Hale is near the transport interchange in Altrincham and has regular bus services to Hale and Hale Barns. The village is also west of Manchester Airport. Hale railway station, in the centre of Hale, is on the Mid-Cheshire line between Chester and Manchester.

== Landmarks and culture ==
Royd House is situated on Hale Road. The house was designed by architect Edgar Wood and built for himself as his home. It is regarded as one of the most advanced examples of early-20th century domestic architecture and is referenced in a number of architectural digests. Royd House is a Grade I listed building.

The centre of Hale village includes a bowling green. Another former crown green bowling green attached to the Bull's Head public house in nearby Hale Barns is now utilised as a beer garden. Hale has many parks, including Stamford Park, named after the Earl of Stamford, who lived at Dunham Massey.

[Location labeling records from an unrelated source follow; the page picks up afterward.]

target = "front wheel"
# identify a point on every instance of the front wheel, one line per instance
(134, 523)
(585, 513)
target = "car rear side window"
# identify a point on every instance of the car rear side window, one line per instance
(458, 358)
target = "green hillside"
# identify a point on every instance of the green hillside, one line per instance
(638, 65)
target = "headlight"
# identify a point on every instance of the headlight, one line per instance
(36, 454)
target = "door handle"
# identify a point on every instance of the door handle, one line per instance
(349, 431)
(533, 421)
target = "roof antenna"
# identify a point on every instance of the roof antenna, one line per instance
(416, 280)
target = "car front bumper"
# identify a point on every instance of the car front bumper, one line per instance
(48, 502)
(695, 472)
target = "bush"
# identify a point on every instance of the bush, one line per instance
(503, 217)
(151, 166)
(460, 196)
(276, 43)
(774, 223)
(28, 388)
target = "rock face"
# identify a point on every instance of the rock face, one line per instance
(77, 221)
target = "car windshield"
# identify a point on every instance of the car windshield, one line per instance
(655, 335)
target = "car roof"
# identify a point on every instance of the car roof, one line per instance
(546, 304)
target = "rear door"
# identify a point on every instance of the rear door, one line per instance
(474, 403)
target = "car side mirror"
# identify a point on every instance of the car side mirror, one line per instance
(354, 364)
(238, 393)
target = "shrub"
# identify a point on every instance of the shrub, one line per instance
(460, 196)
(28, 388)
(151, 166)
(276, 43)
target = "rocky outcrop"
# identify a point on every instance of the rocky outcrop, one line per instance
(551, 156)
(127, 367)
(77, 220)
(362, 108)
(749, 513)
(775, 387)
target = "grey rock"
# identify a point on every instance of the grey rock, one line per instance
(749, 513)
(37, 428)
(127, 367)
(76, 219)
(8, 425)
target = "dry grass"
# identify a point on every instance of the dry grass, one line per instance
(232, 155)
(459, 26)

Hale Library was formerly situated on Leigh Road. In 2015 Trafford Council announced plans to sell the Leigh Road site for redevelopment. After several years of consultation, the library was closed in 2020, demolished and replaced with housing. A new Hale Library and Community Centre (incorporating a new bowling pavilion) was built on the site of the former bowling green pavilion, finally opening in November 2023 after several delays. The Community Centre is owned and operated by Hale Community Trust, with the library service provided by Trafford Council.

== Notable people ==

- Sir John Gaddum (1900–1965), pharmacologist who co-discovered the neuropeptide Substance P in 1931.
- George Rodger (1908–1995), photojournalist, noted for his work in Africa.
- Alan Stoddard (1915–2002), osteopath and vegetarianism activist.
- Sir Colin Shepherd (1938–2024), politician, MP for Hereford 1974 to 1997.
- Jannette Roscoe (born 1946), retired sprinter who competed at the 1972 and 1976 Summer Olympics.
- Emily Steel (born 2003), an English weightlifter who broke the British U23 record in the clean and jerk in 2023.